“Oh, God,” Geraldine Dart said. “Oh, God, it’s still wet. How did it get like that?”
“She probably brushed against it as she was getting out of bed,” Gregor said.
“Do you mean she was already bleeding when she got out of bed? How could she have been?”
“Very easily,” Gregor said. “People do a great deal after they’ve had a head trauma, even if they’re the next best thing to technically dead. She was sitting up when she was hit, though. If she’d been lying down, there would be blood all over the pillowcase and the sheets.”
“Sitting up,” Geraldine Dart repeated. “I don’t believe that. You didn’t know Tasheba Kent, Mr. Demarkian. A hundred years old or no hundred years old, she wouldn’t have sat there and let somebody come at her with a poker—”
“Not a poker.”
“—or whatever it was. She just wouldn’t have.”
“All right, she wouldn’t have,” Gregor said, “so that isn’t what she did. She sat up in bed and listened to this person talk, and when she wasn’t expecting it this person whipped out a weapon and coshed her on the head. Then she started acting very strangely.”
“You mean she put on the wig,” Bennis said, edging closer.

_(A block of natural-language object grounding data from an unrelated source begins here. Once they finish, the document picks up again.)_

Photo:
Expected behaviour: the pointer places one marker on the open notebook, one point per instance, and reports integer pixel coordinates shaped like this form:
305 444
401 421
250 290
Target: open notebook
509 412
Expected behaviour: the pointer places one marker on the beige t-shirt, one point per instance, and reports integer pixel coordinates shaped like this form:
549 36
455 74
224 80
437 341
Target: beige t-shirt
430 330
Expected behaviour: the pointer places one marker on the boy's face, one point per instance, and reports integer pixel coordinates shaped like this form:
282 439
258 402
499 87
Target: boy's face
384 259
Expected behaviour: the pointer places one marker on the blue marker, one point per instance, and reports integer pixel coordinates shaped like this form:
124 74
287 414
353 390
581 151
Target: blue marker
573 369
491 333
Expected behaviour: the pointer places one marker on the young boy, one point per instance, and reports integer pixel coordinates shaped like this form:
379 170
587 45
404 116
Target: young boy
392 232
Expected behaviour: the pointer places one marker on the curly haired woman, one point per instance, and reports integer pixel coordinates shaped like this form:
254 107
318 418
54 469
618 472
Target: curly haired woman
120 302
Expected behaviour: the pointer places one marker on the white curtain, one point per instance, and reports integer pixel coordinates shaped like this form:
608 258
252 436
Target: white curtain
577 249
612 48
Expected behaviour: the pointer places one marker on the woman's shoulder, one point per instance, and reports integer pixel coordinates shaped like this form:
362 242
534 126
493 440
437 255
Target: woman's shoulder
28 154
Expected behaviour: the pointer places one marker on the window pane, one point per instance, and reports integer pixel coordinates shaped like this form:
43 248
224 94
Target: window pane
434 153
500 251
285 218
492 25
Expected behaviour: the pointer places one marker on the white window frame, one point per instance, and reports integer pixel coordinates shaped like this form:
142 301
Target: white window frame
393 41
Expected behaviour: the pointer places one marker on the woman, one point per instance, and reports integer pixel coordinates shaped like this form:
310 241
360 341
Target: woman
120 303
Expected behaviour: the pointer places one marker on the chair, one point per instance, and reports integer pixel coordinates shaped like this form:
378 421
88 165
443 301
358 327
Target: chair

Gregor checked the wall behind the place where Tasheba Kent’s pillow had been. There was a faint stain there that might have been fresh blood. He wasn’t going to know for sure until he got some lab technicians to check it out. He walked away from the bed and looked at the carpet next to it. There were no stains there, but a little farther along, near the bed’s foot, there was an unmistakable red splotch. They would have to check the nightgown under Tasheba Kent’s negligee. There had certainly been no splotch of blood on the negligee. That meant that Tasheba Kent not only hadn’t been wearing it in bed—interesting enough, Gregor thought, if she had been talking to a visitor—but hadn’t been wearing it when she went to her vanity table, either. Gregor was sure that Tasheba Kent had been going to her vanity table. There was an empty wig stand there.
Gregor traced Tasheba Kent’s possible path around the bed to the vanity table, but didn’t find any bloodstains. He sat down at the vanity table and looked over the jars and implements without really knowing what most of them were. There weren’t any bloodstains there, either. The wig stand was different. There was a big red-brown smear on the back of it, at the place on a person that would have been the start of the nape of the neck. Gregor got a Kleenex out of his pocket to protect the stand from his fingerprints and picked it up. Then he put the stand down again and sighed. Everything he saw confirmed the conjectures he had made downstairs about what had happened up here tonight, but it was impossible to get any really important information out of physical evidence without the help of the lab technicians.
“Tell me,” he said, turning to Geraldine Dart, “what time did she come up here tonight?”
“Time? I don’t know if I could pinpoint a time. It was right after dinner. Maybe nine thirty or ten o’clock.”
“It was ten minutes to ten when we all went into the living room,” Bennis said. “I checked my watch.”
Gregor nodded. “Now, Miss Dart. Tasheba Kent didn’t come up to her room alone.”
“No, no, of course not,” Geraldine Dart said. “I brought her up here myself. I used the elevator at the back of the foyer.”
“And you settled her down to sleep.”
“I helped her to get ready for bed and then I gave her her glasses and the book she’s been reading. Miss Kent always read a little before she went to bed. Of course, she didn’t read very well anymore. She could barely see words on a page. But she’d read a paragraph or two every night.”
“Glasses,” Gregor repeated.
He left the vanity table and went back to Tasheba Kent’s side of the bed, but there was no mystery about the glasses. They were on the bedside table next to the lamp, neatly folded up and unstained by blood or anything else. Gregor went back to the vanity table.
“After you got her ready for bed, what did you do?” he asked Geraldine Dart.
“I came downstairs to see that everything was going all right in the living room.”
“And was it?”
Geraldine shrugged. “Hannah Graham was back. I don’t know where she’d gone to when she walked out on dinner, but she was back. She had Cavender cornered and she was railing at him, so I had to pry the two of them apart.”
“Did Cavender Marsh go to bed then?” Gregor asked.
Geraldine shook her head. “He went and talked to Richard Fenster for a while. Cavender doesn’t like to go to bed early. He says it makes him feel like a hick.”